En esas horas fueron decisivas las gestiones y el apoyo humano del Cardenal Raúl Silva Henríquez, del Obispo Fernando Ariztía y de Laura Allende, hermana del Presidente y madre de Andrés Pascal, el amigo y compañero de Miguel Enríquez.
El lunes 7 de octubre se realizó lo que podría llamarse el funeral del médico Miguel Enríquez. El cortejo -vigilado de cerca por cientos de carabineros, agentes de la DINA y militares- salió por la avenida Providencia, cruzó un puente sobre el río Mapocho, tomó la avenida La Paz, hasta el Cementerio General en el barrio de Recoleta. Estuvo la familia y las amigas y amigos cercanos y que habían decidido desafiar las represalias de la dictadura por asistir al funeral del jefe del MIR.
Cuando ya se efectuaba la ceremonia en el lugar de sepultura, Raquel Espinosa, madre de Miguel, dijo en voz alta: “Miguel Enríquez Espinosa, hijo mío, tú no has muerto. Tú sigues vivo y seguirás viviendo para esperanza y felicidad de todos los pobres y oprimidos del mundo”.
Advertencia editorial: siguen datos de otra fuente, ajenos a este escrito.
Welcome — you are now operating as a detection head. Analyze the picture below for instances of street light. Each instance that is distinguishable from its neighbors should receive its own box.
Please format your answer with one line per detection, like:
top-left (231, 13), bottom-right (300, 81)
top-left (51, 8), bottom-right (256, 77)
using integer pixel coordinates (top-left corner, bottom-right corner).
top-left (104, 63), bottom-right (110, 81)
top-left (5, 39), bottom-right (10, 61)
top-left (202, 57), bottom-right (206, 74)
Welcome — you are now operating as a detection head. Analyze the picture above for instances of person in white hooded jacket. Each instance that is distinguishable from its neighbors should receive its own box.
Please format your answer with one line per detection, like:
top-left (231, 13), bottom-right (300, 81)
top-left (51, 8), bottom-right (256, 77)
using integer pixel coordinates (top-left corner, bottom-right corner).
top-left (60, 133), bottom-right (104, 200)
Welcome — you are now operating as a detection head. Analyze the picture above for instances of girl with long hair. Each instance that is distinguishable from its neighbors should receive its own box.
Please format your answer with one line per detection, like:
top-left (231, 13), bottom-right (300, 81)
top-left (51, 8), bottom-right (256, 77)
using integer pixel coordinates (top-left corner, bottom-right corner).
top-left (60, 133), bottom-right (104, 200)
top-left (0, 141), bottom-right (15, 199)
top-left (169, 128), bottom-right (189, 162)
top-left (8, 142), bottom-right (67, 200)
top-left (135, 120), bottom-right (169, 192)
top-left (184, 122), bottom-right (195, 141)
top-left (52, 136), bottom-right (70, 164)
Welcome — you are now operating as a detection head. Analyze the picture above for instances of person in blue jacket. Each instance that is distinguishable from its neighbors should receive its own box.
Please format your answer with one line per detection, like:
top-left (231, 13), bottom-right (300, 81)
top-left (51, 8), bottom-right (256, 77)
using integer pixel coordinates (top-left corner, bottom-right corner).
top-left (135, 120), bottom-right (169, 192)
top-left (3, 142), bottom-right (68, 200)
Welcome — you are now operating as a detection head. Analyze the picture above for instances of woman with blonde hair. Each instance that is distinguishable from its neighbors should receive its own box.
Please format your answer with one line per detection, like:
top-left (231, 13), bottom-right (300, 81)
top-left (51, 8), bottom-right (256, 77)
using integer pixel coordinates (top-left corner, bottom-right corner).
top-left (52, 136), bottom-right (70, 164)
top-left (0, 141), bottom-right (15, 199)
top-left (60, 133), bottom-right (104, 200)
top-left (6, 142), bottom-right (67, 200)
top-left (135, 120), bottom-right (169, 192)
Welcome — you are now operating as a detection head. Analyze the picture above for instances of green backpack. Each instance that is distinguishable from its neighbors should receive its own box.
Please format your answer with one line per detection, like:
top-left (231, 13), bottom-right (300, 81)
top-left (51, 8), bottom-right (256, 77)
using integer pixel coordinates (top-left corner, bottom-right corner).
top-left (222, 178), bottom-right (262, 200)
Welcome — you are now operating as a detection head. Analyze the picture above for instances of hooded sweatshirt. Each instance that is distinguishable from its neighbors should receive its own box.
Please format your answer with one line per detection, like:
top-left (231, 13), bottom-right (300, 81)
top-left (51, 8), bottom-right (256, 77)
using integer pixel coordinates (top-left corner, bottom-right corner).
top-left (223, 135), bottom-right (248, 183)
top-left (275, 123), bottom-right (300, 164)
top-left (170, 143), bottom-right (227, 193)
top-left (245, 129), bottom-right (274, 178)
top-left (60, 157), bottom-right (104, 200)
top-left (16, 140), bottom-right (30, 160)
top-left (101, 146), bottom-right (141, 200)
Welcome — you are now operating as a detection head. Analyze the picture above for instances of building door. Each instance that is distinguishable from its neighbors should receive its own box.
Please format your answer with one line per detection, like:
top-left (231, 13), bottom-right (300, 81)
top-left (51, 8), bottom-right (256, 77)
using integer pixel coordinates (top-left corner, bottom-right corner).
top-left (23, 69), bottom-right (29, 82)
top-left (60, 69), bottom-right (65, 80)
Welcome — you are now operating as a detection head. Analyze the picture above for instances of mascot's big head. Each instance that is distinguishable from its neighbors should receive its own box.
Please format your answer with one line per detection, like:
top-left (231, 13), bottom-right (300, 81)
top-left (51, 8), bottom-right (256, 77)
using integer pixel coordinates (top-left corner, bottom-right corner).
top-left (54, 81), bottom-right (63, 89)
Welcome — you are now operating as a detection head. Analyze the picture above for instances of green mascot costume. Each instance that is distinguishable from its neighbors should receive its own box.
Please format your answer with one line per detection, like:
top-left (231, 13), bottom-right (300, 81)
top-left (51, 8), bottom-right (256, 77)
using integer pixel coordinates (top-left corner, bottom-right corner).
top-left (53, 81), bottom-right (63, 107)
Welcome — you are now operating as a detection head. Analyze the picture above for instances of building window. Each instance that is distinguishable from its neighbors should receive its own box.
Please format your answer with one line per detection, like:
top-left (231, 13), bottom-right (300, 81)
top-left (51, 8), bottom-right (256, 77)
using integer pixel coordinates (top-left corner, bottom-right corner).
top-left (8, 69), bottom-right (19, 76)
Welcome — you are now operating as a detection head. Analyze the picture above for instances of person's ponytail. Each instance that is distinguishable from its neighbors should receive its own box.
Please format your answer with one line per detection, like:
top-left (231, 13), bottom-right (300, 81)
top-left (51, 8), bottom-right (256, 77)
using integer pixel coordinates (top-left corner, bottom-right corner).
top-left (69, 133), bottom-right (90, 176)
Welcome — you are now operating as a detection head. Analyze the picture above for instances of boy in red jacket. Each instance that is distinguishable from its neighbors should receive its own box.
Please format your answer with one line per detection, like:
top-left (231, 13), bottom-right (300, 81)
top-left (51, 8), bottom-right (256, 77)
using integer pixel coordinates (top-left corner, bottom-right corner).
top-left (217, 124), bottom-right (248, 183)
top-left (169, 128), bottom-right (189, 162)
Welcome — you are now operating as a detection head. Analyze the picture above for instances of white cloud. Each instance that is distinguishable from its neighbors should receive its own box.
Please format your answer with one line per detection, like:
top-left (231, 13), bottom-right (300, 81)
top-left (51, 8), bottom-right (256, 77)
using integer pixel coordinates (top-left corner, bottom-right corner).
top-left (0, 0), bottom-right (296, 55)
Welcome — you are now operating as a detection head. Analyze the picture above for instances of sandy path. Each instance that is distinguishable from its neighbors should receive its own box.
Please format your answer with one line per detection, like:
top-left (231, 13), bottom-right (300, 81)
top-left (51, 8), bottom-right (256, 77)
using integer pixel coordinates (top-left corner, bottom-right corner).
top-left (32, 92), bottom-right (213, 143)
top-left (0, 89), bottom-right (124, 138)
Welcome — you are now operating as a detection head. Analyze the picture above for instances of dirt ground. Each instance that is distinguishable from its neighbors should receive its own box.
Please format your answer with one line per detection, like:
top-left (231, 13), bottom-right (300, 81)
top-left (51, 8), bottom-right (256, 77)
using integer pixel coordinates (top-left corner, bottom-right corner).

¿Mito, leyenda, héroe, símbolo? Pueden existir muchas respuestas. Y apreciaciones. Pero no pasa desapercibido que a 30 años de morir, lejos de lo que pensaron sus ejecutores y los simpatizantes de la dictadura que hablaban del “peligroso extremista” al referirse a Miguel Enríquez, este joven médico irradia hoy reacciones y motivaciones entre los jóvenes y produce una adhesión afectiva y de ideario en los más viejos. Es recordado por sus valores, por sus ideas, por su último acto de vida. Quizá, obra de su persistencia. Aún muerto.
(*)Artículo escrito en 1994 para la Agencia de Noticias de Chile (ANCHI).